Included above the text is an image of President Donald Trump and Pope Francis with burning US flags behind them. In small print above the image is the label “paid advertisement.”
The text is signed “The Ministry of Future for America” and readers are directed to go to www.july18.news, a site “dedicated to identifying” the upcoming July 18 nuclear attack, which they say through posts is based on “prophetic revelations from the Bible.”
Many screenshots of the extreme ad were uploaded to social media where some quickly went viral, with users expressing outrage at the idea of a newspaper printing the ad next to real news and calling for boycotts against the paper, as well as saying they may be inciting violence against Muslim citizens.
After thousands of tweets, the Tennessean responded to criticisms by releasing a statement apologizing for the advertisement and promising they are “investigating how a paid advertisement from a fringe religious group was published on Sunday in violation of the newspaper’s long-established standards.”
The statement calls the ad “bizarre” and admitted it was “hate speech.”

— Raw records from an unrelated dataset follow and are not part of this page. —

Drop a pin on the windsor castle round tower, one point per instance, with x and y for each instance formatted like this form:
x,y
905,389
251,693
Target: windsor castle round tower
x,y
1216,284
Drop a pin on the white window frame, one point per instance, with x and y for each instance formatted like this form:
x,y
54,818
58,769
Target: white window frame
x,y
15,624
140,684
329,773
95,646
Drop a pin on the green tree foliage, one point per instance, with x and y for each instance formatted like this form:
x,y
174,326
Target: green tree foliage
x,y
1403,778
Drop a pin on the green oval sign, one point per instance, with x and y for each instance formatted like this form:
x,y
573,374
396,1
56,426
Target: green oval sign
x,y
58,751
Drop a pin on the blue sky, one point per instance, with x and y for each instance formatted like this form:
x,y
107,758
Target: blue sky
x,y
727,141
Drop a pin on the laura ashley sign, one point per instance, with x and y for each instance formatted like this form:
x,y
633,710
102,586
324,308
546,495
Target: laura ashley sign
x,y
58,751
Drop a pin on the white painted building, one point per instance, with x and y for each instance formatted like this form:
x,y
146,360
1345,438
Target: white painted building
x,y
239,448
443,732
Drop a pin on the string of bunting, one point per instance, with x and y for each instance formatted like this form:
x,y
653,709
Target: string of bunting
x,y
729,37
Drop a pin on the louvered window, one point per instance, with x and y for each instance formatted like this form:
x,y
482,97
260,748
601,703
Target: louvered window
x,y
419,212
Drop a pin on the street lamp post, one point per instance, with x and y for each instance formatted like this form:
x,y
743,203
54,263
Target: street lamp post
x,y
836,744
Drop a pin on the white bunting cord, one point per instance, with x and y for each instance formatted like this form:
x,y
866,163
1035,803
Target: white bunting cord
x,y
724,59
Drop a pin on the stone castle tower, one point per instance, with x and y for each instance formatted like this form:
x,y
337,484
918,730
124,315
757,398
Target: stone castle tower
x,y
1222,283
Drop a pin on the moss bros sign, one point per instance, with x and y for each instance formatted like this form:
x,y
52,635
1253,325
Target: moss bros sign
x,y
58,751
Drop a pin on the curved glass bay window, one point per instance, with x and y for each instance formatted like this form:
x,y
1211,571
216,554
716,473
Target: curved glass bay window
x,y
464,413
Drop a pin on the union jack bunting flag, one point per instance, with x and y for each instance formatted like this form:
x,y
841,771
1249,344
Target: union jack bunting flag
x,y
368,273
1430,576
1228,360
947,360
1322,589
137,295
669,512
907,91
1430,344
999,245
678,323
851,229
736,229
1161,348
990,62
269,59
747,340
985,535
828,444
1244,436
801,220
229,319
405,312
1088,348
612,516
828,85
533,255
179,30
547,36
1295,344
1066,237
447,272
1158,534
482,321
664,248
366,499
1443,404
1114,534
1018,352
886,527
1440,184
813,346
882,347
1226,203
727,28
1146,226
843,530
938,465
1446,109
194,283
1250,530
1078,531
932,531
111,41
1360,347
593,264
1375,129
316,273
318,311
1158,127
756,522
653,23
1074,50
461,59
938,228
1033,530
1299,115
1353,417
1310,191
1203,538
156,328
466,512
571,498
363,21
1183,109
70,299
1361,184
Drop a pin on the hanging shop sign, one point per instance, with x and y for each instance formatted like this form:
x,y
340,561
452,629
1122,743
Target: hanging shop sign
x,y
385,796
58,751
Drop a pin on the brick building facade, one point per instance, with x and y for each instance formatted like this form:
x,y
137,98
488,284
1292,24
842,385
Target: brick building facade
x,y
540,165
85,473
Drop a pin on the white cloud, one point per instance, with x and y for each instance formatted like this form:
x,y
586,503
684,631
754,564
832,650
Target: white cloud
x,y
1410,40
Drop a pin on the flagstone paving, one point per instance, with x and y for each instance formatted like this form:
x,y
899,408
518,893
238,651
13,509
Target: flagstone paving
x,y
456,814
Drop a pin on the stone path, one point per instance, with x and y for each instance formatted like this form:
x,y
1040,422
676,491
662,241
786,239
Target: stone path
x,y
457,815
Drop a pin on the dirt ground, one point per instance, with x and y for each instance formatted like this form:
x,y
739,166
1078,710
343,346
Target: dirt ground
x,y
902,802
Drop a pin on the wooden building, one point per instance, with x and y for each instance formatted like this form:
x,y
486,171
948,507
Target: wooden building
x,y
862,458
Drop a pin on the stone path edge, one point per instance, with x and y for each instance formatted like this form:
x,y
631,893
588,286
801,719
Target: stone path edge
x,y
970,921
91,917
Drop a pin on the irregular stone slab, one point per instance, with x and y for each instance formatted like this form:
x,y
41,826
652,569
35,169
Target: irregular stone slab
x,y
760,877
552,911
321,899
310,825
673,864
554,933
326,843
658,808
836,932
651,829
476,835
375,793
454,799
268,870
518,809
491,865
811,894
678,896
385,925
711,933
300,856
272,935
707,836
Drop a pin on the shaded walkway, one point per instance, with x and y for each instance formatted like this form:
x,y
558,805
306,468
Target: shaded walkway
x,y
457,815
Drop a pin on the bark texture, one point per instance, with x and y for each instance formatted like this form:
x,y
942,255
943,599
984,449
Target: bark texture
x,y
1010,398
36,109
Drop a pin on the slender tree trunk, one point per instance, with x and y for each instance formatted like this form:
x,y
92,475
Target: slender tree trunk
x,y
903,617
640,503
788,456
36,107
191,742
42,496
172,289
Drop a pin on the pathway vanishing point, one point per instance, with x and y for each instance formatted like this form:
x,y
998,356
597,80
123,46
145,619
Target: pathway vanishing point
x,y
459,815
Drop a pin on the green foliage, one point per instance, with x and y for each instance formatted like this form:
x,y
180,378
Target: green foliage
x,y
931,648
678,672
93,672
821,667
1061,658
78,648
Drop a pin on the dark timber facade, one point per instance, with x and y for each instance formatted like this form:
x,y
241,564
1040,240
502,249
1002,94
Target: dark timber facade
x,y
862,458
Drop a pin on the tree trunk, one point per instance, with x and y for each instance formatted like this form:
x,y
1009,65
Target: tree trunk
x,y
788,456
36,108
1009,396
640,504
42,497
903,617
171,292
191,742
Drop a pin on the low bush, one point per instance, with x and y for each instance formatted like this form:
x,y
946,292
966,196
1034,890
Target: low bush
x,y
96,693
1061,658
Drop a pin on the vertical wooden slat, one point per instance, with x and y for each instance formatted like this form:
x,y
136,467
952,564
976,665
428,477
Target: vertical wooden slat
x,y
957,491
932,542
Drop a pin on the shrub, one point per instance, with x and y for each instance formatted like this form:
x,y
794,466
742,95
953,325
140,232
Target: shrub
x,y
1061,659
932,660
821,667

The company’s editor and vice president, Michael A. Anastasi, said it should not have been approved and its publication is proof of a “breakdown in the normal processes.”
“It is wrong, period,” he said, “and it should have never been published.”
The newspaper’s investigation into the breakdown of its own processes has not earned much confidence back as many mocked the internal probe and questioned the paper approving such an ad.